President of Armenia Serzh Sargsyan in an exclusive interview with EURACTIV’s partner EFE defended his country’s complementary approach to relations with both the EU and the Moscow-backed Eurasian Union.
On the eve of an official visit to Russia, Serzh Sargsyan avoided commenting on the current poor relations between Russia and the European Union, saying “I do not want to make an assessment of those Western countries that have a difficult relationship with Russia”.
When asked if Armenia could play the role of mediator between the two powers, the Armenian president insisted that “we are a small country, so we don’t want to overestimate our role. To say that Armenia could be a bridge between the West and Russia is an exaggeration.”
Instead, his country’s government is “constantly working so as to not cause additional problems between Russia and the West”.
The alternative strategy of trying to exploit the weaknesses in their relationship could prove dangerous or even “fatal” for a small country like Armenia, he warned.
“That is why we are more comfortable when relations between Russia and NATO, between Russia and the West, are not tense. That’s the most acceptable situation for us,” he explained.
Russia is the main political, economic and military ally of the small south Caucasus republic, which keeps its borders with its powerful neighbours, Turkey and Azerbaijan, closed. Both the latter are Muslim majority nations while Armenia is predominantly Christian.
Armenia is involved in an ongoing conflict with Azerbaijan over the disputed Nagorno Karabakh region, which led in April to renewed fighting. A precarious ceasefire has been in place ever since.
“Russia is our strategic partner,” said Sargsyan, who has been in office since 2008. “We see no reason to cut those ties; in fact, we want to strengthen and expand those ties,” he revealed.
“At the same time, we want to deepen relations with the EU, that is one of the priorities of our foreign policy,” he added.
Sargsyan recently met with reappointed European Council President Donald Tusk, where they announced the successful conclusion of bilateral negotiations on an expanded cooperation agreement between Armenia and the European bloc.
“We see no contradiction in our policy. Quite the contrary, we are convinced that it is complementary,” the Armenian president stressed.

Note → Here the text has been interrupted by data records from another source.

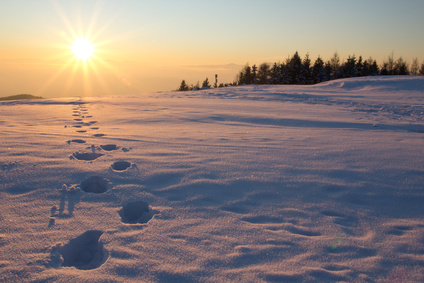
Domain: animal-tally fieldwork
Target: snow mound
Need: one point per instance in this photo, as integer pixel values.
(378, 83)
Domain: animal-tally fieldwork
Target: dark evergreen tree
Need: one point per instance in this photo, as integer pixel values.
(334, 65)
(414, 67)
(422, 70)
(263, 75)
(275, 74)
(254, 74)
(206, 83)
(318, 71)
(359, 67)
(294, 69)
(183, 86)
(401, 67)
(374, 69)
(348, 69)
(306, 71)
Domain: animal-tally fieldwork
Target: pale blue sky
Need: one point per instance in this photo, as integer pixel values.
(165, 36)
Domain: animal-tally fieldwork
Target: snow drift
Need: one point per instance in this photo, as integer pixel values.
(251, 184)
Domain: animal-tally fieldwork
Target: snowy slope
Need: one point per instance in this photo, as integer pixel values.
(251, 184)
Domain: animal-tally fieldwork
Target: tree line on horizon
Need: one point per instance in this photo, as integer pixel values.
(295, 70)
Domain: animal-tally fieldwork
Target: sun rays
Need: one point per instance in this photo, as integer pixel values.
(82, 58)
(83, 49)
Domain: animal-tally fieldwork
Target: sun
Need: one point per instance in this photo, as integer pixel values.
(82, 49)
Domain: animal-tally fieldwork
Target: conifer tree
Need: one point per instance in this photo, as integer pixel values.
(183, 86)
(206, 83)
(306, 70)
(414, 67)
(254, 74)
(318, 71)
(422, 70)
(294, 69)
(263, 74)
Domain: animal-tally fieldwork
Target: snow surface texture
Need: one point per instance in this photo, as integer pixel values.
(242, 184)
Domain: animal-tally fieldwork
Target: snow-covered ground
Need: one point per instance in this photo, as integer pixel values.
(241, 184)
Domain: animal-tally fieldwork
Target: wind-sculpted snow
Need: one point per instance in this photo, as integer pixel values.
(320, 183)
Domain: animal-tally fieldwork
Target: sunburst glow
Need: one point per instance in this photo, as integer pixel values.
(82, 49)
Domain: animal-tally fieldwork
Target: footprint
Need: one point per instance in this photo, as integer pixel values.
(136, 212)
(399, 230)
(95, 184)
(303, 232)
(264, 220)
(84, 252)
(120, 165)
(109, 147)
(87, 156)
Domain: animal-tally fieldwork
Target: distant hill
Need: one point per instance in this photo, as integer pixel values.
(19, 97)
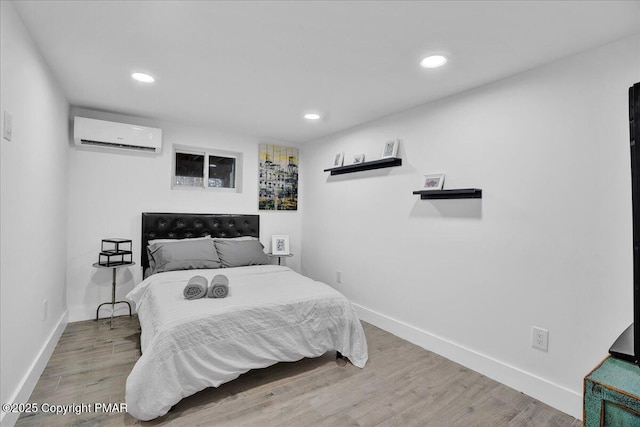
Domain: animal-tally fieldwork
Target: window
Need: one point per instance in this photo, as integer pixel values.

The EU is not alone in feeling the effects of the refugee crisis, as Armenia has welcomed 20,000 displaced people as a result of the civil war in Syria, most of them ethnic Armenians.

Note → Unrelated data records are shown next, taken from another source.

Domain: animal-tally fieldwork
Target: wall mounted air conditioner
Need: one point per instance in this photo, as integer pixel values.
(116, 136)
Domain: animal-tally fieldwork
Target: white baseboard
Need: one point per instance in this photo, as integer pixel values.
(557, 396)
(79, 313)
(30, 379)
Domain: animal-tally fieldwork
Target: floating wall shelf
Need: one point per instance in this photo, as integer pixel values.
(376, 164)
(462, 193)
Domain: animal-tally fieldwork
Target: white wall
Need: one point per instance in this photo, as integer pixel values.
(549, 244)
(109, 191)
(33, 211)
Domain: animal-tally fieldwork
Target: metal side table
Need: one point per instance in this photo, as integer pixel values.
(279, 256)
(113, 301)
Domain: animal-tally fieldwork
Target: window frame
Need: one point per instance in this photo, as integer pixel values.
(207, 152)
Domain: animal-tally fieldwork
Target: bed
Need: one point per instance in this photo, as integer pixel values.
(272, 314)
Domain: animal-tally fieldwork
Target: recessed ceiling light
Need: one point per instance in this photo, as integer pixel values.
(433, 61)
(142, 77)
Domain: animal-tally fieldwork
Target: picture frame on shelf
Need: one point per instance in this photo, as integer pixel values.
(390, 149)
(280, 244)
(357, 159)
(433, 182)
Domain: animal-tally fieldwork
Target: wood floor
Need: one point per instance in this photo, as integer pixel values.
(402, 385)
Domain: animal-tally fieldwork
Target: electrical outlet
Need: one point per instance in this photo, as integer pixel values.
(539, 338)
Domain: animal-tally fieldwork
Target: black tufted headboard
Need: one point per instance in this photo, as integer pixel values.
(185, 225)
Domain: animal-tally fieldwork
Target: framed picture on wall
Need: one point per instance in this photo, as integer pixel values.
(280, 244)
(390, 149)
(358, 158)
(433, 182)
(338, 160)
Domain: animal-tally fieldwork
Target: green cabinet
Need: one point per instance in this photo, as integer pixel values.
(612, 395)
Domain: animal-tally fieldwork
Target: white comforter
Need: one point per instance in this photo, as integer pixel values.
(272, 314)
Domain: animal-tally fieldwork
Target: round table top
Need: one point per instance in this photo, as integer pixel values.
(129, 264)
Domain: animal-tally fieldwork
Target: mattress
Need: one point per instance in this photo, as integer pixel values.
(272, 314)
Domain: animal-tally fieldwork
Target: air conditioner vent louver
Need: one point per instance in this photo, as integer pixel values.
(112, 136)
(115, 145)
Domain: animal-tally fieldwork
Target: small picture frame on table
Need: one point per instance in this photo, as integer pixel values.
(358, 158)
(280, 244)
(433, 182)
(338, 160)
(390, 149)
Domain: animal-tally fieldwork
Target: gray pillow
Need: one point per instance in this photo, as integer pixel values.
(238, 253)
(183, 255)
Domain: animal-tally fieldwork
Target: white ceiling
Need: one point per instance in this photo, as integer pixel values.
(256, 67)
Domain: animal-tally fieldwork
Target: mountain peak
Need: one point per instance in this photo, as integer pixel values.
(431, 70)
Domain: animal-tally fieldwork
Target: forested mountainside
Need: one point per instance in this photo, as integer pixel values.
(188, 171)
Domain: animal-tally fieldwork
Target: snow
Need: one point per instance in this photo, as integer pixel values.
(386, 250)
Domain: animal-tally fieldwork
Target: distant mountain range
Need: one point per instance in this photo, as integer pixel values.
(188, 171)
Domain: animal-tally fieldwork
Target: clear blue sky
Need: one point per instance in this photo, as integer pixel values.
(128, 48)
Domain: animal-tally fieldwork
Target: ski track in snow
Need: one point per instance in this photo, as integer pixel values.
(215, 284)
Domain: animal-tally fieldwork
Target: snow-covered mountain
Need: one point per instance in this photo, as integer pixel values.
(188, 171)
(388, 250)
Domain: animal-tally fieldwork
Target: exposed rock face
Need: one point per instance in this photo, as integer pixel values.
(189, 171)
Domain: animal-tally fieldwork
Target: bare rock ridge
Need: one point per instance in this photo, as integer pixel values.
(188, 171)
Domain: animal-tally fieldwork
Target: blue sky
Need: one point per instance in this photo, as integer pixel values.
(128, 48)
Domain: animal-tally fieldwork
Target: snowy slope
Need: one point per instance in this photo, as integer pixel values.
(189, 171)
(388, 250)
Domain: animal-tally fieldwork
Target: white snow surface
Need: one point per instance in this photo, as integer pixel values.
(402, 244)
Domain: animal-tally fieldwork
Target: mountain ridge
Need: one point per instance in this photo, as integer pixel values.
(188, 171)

“We do not call them refugees,” Sargsyan said, “they are our brothers and sisters.”
“Of course it is a great tragedy: these people have had to abandon their homes that have taken decades to build,” he added.

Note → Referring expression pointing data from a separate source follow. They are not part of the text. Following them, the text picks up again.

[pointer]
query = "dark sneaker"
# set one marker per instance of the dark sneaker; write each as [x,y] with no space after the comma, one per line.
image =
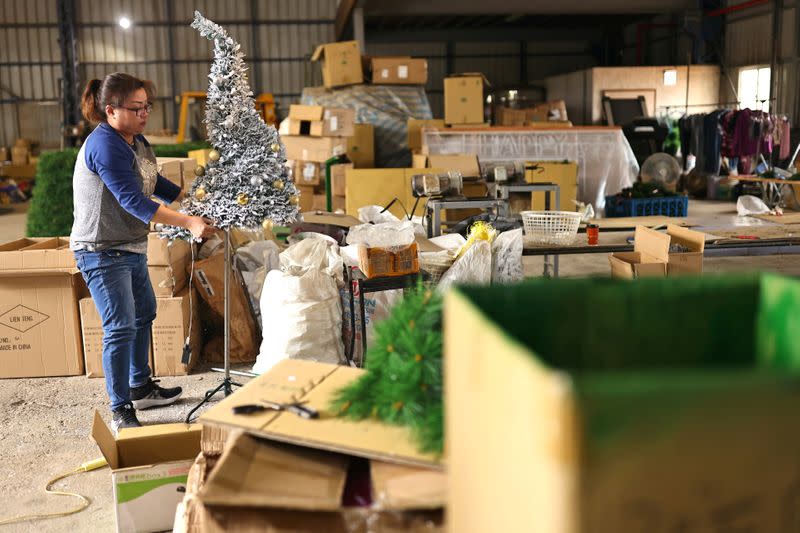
[151,395]
[124,417]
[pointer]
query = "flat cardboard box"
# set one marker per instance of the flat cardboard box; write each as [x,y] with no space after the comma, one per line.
[379,186]
[561,173]
[675,415]
[163,252]
[415,126]
[149,467]
[361,146]
[293,380]
[463,99]
[92,335]
[399,71]
[40,323]
[171,279]
[339,179]
[306,173]
[316,149]
[649,257]
[341,63]
[174,318]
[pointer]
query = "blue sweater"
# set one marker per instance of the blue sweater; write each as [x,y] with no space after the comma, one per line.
[112,184]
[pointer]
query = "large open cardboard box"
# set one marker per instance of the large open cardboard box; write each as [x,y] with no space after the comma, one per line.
[661,405]
[149,466]
[39,316]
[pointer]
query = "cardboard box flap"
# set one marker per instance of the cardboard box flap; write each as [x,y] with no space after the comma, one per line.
[257,473]
[316,384]
[146,445]
[400,487]
[652,245]
[467,164]
[102,436]
[334,219]
[695,241]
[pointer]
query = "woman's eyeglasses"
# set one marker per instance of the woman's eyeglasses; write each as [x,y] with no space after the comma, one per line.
[140,111]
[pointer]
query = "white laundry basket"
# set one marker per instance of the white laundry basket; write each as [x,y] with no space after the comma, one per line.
[550,227]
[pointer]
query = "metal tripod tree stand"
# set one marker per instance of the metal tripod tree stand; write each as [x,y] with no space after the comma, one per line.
[227,384]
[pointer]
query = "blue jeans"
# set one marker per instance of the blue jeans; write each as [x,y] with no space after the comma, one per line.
[121,290]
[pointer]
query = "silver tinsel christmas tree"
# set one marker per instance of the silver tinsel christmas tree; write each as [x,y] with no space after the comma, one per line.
[246,183]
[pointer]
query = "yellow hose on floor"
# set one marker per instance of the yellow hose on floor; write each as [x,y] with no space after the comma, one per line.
[85,467]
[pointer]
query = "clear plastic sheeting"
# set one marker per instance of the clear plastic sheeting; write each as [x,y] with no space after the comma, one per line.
[606,163]
[387,107]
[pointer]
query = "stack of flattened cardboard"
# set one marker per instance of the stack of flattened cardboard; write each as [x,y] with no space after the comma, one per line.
[40,287]
[313,134]
[286,473]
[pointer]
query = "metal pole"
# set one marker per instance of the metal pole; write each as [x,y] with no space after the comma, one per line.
[227,307]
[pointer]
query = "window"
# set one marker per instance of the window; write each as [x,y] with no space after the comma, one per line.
[754,87]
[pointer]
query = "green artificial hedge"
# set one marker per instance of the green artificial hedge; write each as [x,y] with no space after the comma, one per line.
[50,213]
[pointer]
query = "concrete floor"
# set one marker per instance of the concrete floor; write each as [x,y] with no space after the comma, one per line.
[45,422]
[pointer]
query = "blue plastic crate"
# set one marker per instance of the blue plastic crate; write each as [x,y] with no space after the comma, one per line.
[674,206]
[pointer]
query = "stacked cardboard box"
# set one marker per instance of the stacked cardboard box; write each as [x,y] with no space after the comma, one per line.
[176,307]
[287,473]
[312,135]
[40,287]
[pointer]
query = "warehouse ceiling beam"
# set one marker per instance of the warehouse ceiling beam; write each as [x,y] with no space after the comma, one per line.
[67,40]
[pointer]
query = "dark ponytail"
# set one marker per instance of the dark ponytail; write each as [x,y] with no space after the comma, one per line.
[112,90]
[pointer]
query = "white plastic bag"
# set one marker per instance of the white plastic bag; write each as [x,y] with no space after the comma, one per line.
[301,308]
[507,257]
[474,267]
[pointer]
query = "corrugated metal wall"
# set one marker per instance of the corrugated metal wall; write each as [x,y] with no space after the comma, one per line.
[277,36]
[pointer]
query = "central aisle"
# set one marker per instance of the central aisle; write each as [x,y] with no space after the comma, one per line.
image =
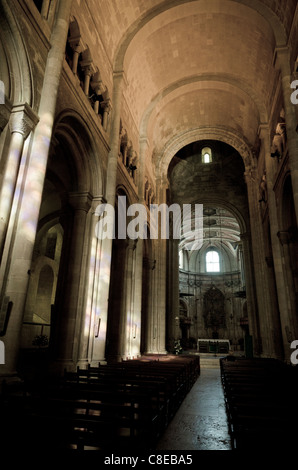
[201,421]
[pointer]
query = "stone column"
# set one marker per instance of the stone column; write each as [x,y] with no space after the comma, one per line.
[106,244]
[106,105]
[148,326]
[277,322]
[290,331]
[160,273]
[283,61]
[129,323]
[260,268]
[91,327]
[22,122]
[21,247]
[5,110]
[173,332]
[71,307]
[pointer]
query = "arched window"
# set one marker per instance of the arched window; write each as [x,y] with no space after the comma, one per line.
[206,155]
[212,262]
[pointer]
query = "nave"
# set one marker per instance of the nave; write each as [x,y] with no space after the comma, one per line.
[163,403]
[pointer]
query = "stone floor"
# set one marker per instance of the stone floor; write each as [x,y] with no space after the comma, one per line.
[201,422]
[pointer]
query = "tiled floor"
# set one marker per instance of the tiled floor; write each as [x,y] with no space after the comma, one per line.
[201,422]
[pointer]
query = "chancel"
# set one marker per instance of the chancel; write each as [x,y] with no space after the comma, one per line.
[107,326]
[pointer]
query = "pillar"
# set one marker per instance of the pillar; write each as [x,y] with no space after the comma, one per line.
[70,310]
[22,121]
[280,315]
[260,269]
[283,61]
[99,346]
[290,332]
[21,246]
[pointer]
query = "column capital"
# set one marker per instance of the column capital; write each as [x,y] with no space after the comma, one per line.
[96,201]
[22,119]
[5,110]
[106,105]
[131,244]
[244,237]
[250,175]
[149,263]
[284,237]
[80,201]
[264,131]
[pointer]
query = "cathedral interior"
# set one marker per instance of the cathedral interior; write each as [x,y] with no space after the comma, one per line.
[125,106]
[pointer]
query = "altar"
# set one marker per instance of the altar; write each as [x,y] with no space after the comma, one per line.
[206,345]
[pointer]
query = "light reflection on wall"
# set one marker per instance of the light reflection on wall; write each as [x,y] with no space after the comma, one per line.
[35,178]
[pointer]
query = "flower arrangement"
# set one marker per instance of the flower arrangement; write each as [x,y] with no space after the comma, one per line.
[177,347]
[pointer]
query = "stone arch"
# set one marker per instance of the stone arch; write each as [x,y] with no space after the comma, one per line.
[72,132]
[263,10]
[15,62]
[224,80]
[222,134]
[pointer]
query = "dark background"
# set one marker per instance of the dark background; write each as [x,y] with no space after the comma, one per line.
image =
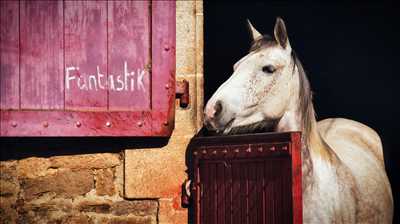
[350,51]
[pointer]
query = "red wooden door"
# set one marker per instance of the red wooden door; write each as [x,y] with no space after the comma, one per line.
[249,179]
[87,68]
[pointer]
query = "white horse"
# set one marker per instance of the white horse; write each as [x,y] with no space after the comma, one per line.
[344,178]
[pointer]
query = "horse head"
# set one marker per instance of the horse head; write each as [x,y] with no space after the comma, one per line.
[265,85]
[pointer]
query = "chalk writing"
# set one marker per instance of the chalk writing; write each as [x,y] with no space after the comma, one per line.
[129,81]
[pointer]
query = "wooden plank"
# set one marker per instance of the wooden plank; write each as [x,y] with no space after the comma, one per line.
[236,202]
[295,148]
[252,192]
[221,182]
[129,59]
[42,81]
[9,55]
[163,66]
[85,33]
[67,123]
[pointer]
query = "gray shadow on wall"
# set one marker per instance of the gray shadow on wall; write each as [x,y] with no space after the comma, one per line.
[14,148]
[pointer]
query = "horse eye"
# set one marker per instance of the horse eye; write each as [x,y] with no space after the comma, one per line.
[269,69]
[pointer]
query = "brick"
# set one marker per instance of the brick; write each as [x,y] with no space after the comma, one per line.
[168,214]
[138,208]
[89,161]
[34,167]
[64,184]
[8,171]
[95,206]
[105,182]
[8,189]
[7,213]
[129,220]
[76,219]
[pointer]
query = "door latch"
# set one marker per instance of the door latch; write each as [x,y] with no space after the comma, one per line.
[182,93]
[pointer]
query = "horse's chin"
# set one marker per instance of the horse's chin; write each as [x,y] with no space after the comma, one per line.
[256,127]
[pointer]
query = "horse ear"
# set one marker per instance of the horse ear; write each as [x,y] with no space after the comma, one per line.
[280,32]
[254,33]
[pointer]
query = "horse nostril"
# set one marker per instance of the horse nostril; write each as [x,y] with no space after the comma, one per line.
[217,108]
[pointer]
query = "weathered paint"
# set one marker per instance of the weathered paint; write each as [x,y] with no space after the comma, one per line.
[247,179]
[89,62]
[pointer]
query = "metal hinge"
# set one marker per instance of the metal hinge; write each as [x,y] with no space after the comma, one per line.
[182,93]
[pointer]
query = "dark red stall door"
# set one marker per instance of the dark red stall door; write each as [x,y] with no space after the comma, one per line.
[249,179]
[87,68]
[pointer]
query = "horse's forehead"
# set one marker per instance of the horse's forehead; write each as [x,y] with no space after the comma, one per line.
[267,54]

Declining to offer any advice to European governments on how to best host new arrivals, the president did comment that he is confident that Europeans know the difference between “types” of people arriving on their borders.
Sargsyan has led a long career in service of the Armenian state, which began in 1993 when he was defence minister during the Nagorno-Karabakh War, but he claims to not have a plan in place for when his term as president ends in 2018.
“Frankly, I do not have a plan prepared,” he said, adding that it would be great if in the parliamentary elections to be held next month the Republican Party (which is EPP-affiliated) triumphed. Polls indicate they will.
The 2 April elections are the first to be held under Armenia’s new constitution, which is transforming its political system from a semi-presidential model to that of a parliamentary one.
If the Republican Party wins enough votes then “the current prime minister will continue in office”, he explained.
Sargsyan also highlighted the “very strong” relationship his country has with the United States, where there is a very large Armenian diaspora.
More than 7 million Armenians live outside of their homeland and the president said they all have something in common: “they easily integrate into the societies in which they live”.
“Our compatriots living in Latin America have a key role in the development of those countries,” he said, adding that “it is not coincidence that Uruguay was the first country to recognise the Armenian genocide in 1965”.
Lastly, Sargsyan admitted that although Spaniards may not be very aware of Armenia, “Spain is one of the main tourist destinations for Armenians”.
Relations between Armenia and Spain “have a long history going all the way back to the Middle Ages”, he claimed. The president also said that “Spaniards, as exporters of wine culture, should know that, according to the Bible, the first vineyard was planted in Armenia”.